Almost 18,000 pedestrians were injured in accidents involving vehicles in one year alone, according to official statistics.
The Institute of Advanced Motorists (IAM) wants its figures to raise the profile of the task of safeguarding pedestrians. The charity also wants safer cars and better education to teach people about the risks of the road.
The numbers come from 2013 - the latest full year where information is available - and include contributory factors to pedestrian accidents.
Police can record up to six contributory factors from a list of 77 for each incident to explain why they think a crash took place, but the top two give the most obvious reasons for the incident.
Police list 'walkers not looking properly' and 'careless or reckless pedestrians in too much of a hurry' as the main pairing of factors behind pedestrian casualties. This combination accounted for 4,100 injuries - nearly a quarter of the total.
The pairing actually accounts for more than double the next set of contributory factors. Pedestrians not looking properly and pedestrians who cross the road obscured by parked or stationary vehicle comes second with 1,961 - around 11% of the incidents.
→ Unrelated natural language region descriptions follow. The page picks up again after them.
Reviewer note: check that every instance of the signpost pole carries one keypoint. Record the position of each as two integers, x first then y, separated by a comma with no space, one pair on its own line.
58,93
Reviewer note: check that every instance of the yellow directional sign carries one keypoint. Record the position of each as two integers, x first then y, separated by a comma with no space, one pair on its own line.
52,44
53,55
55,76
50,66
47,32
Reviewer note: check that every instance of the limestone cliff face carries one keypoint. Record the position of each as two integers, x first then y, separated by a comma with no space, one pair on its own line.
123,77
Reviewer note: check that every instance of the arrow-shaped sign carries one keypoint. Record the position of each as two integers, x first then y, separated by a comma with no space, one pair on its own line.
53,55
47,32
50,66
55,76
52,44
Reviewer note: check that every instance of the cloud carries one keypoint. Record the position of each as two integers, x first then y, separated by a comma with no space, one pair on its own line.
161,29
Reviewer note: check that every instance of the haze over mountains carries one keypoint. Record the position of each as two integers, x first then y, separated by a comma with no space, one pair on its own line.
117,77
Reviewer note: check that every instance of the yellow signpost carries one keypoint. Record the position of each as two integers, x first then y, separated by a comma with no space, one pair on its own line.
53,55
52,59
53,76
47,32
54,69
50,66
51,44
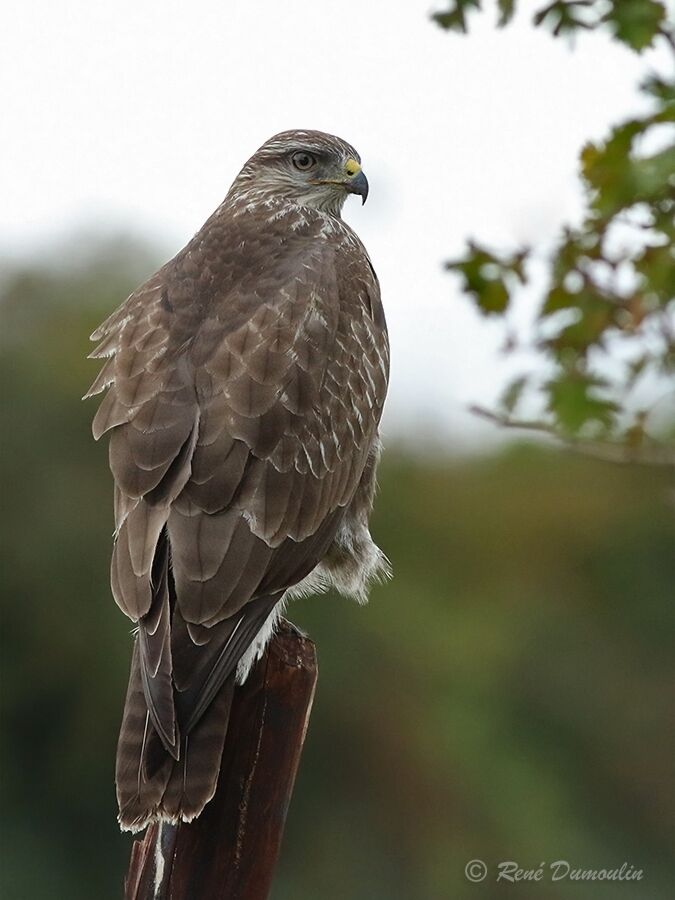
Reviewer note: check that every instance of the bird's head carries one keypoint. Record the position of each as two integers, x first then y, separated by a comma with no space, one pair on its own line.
308,168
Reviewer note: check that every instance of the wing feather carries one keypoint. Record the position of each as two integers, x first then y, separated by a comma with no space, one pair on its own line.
242,405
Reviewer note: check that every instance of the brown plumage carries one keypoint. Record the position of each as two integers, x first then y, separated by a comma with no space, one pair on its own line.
245,382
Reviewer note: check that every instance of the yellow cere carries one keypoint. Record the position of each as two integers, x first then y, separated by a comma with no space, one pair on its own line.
352,167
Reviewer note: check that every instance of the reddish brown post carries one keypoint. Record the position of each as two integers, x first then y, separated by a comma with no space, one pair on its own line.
230,851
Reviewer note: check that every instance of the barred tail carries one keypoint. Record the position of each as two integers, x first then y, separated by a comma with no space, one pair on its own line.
153,785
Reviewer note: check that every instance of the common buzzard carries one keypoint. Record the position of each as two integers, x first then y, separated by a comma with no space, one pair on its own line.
245,382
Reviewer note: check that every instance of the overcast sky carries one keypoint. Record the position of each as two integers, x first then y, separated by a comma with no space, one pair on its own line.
139,114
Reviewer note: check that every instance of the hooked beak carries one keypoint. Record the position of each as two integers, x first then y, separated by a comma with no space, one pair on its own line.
358,184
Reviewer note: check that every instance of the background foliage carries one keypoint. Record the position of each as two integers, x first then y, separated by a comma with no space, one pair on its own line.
605,321
503,698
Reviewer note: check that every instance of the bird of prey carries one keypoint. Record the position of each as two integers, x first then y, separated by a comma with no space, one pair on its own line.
245,383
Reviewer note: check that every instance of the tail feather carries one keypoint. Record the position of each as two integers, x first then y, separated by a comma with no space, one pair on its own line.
139,793
151,784
194,776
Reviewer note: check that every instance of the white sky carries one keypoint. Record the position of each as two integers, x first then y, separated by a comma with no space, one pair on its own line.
139,114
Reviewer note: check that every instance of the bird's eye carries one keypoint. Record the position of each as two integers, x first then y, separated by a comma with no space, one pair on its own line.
303,160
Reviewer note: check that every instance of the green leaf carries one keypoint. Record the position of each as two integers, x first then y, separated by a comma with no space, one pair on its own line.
486,277
454,19
573,400
506,10
564,16
636,22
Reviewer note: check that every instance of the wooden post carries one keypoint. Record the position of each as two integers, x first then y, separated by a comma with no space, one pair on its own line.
229,852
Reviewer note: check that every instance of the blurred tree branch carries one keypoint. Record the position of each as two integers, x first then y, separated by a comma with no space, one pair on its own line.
610,296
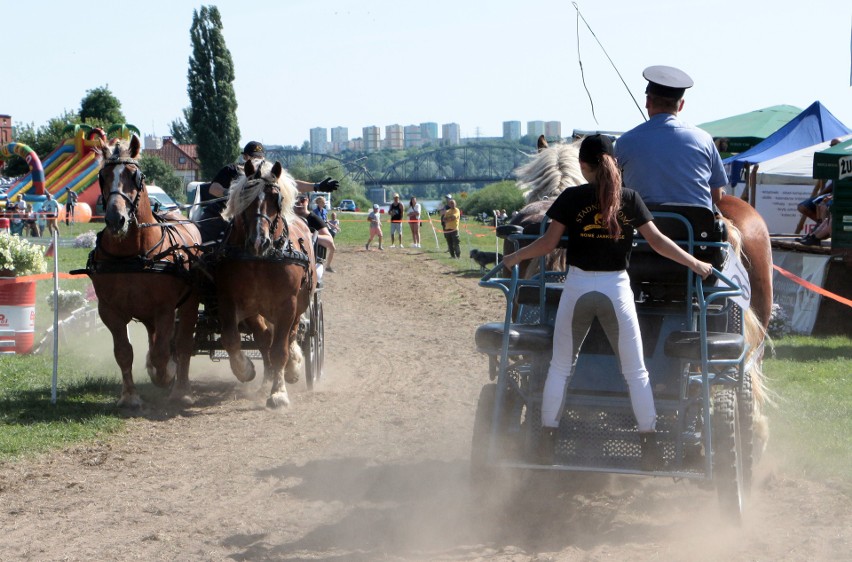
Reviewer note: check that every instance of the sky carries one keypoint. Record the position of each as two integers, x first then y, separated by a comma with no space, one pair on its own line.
326,63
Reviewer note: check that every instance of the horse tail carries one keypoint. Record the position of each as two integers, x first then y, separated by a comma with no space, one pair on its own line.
756,337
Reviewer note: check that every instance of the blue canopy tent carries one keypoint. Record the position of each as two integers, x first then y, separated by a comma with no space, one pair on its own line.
812,126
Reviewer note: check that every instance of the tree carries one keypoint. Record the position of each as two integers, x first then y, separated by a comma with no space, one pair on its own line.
179,128
213,104
158,172
101,105
43,140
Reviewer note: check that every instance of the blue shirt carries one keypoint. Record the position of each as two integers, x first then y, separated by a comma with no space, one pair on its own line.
668,161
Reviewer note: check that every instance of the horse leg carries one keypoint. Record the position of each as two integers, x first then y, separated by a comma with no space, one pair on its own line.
241,365
279,354
123,352
161,368
184,345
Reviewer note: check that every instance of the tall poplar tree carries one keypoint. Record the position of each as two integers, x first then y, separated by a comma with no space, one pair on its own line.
213,104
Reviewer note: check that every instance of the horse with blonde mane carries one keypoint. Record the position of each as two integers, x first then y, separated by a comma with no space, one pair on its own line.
556,168
140,271
265,276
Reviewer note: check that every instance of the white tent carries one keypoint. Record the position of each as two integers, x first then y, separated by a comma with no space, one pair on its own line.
795,168
781,183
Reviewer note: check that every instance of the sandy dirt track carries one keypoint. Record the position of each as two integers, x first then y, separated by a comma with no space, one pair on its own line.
373,464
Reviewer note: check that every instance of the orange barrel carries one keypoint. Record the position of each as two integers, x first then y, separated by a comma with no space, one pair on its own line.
17,312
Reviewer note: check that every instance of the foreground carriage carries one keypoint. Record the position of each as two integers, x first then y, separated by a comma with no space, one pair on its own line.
694,347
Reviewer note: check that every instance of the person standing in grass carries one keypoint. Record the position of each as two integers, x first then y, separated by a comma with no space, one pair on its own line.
375,218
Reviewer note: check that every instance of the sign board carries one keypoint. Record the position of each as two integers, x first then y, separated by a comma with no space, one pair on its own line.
778,205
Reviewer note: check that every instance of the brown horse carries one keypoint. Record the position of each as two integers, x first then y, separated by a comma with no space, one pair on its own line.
557,168
265,277
140,271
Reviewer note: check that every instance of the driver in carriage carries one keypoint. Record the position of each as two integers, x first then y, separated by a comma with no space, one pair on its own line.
317,226
665,159
215,194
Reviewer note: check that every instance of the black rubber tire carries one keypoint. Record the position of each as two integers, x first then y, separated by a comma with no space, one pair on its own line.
482,474
727,453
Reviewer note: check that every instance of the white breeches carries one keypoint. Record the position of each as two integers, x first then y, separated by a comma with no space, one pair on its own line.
607,296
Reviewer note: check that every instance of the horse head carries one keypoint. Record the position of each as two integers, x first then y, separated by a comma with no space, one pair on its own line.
122,186
260,204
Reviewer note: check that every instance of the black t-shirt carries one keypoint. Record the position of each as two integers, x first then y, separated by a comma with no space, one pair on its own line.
396,211
224,177
590,246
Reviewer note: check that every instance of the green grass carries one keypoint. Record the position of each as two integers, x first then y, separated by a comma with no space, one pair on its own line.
811,422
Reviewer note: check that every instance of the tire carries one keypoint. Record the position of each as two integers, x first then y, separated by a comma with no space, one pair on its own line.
727,453
745,405
482,474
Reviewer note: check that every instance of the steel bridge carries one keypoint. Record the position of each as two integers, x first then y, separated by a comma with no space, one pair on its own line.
473,164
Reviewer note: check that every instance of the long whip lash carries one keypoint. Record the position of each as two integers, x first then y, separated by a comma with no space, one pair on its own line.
580,61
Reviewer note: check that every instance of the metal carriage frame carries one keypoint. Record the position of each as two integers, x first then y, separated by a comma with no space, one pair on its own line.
695,351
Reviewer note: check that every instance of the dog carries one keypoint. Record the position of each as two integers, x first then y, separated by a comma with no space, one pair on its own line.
485,258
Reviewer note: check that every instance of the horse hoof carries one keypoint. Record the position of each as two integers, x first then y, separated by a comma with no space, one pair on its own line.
130,401
278,400
182,398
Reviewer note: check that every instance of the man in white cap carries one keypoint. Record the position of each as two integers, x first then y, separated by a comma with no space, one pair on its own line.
396,212
665,159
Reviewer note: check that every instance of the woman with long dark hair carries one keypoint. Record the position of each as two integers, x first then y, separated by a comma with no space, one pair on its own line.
599,219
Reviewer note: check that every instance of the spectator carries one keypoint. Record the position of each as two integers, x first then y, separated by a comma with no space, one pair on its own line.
375,218
51,211
396,212
452,217
414,221
70,203
320,210
333,224
316,224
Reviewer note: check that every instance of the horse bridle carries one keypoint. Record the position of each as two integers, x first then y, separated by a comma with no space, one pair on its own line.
138,180
273,224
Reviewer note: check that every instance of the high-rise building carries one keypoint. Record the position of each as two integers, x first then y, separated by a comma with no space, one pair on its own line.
413,136
535,128
450,134
339,139
511,130
319,140
394,137
429,133
372,138
553,129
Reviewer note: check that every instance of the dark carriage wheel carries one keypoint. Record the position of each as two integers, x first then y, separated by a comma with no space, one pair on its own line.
727,453
745,405
481,473
309,350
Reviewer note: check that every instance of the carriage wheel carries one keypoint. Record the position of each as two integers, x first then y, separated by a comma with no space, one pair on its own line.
481,473
309,350
745,403
727,453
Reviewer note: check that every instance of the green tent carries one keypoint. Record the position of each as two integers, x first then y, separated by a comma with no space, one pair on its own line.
739,133
834,163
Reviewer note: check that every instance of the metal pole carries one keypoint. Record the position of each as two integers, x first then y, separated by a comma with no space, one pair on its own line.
55,315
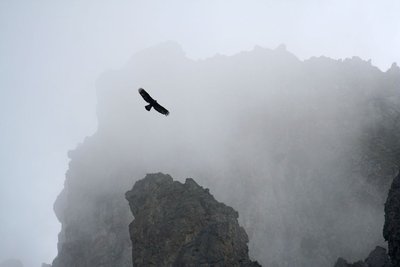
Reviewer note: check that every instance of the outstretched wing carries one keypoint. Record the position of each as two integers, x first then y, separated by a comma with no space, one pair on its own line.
160,109
146,96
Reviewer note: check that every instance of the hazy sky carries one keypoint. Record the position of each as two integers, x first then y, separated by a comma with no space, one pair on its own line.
51,53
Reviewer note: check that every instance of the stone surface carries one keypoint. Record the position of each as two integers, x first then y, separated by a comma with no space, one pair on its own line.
391,229
377,258
183,225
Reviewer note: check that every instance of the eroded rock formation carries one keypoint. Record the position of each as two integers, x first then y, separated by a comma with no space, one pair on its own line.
183,225
377,258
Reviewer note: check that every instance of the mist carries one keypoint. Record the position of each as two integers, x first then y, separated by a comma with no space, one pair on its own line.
234,134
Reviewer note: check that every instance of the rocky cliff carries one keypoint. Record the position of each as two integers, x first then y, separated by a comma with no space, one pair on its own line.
183,225
391,230
295,146
377,258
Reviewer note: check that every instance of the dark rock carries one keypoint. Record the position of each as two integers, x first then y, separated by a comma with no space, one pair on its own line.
183,225
11,263
377,258
391,229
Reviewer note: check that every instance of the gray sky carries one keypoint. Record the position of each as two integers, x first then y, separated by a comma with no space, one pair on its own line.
51,53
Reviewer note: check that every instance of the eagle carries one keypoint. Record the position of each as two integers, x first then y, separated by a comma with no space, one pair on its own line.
152,103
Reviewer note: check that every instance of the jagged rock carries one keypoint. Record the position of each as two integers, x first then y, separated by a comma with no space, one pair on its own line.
391,229
377,258
11,263
183,225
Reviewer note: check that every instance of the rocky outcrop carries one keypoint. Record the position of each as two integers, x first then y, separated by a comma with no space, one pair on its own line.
391,229
92,211
183,225
377,258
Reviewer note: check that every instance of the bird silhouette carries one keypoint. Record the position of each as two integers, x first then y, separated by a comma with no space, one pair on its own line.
152,103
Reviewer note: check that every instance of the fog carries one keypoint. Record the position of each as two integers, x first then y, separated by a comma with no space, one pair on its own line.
53,55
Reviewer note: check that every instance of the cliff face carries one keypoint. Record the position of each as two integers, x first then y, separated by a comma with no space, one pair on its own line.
377,258
280,139
93,213
183,225
391,230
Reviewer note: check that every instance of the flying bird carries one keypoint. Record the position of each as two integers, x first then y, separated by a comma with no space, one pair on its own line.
152,103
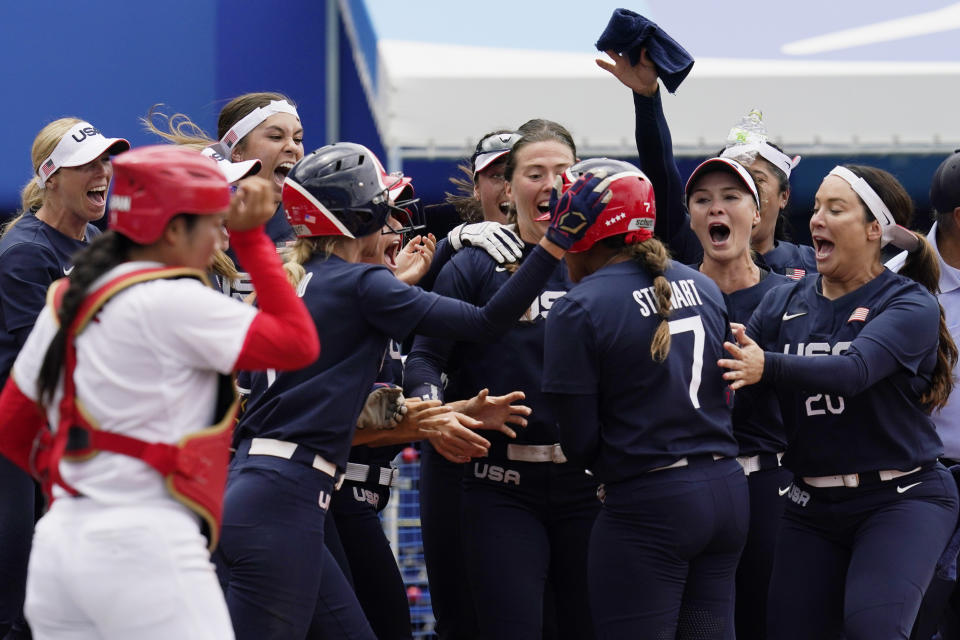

The IAM has several ideas on how pedestrians can be better safeguarded in its manifesto. These include adopting road safety into the school national curriculum and an engineering-based programme to make the UK's road safer in the long run.
The manifesto also calls for car manufacturers to pay more attention to pedestrian safety when they design new vehicles.
IAM's CEO Sarah Sillars says pedestrians are the fastest-growing fatality group on Britain's roads. She is calling on all road users to be vigilant towards each other to help minimise road injuries.
The IAM data comes following a Freedom of Information (FOI) request.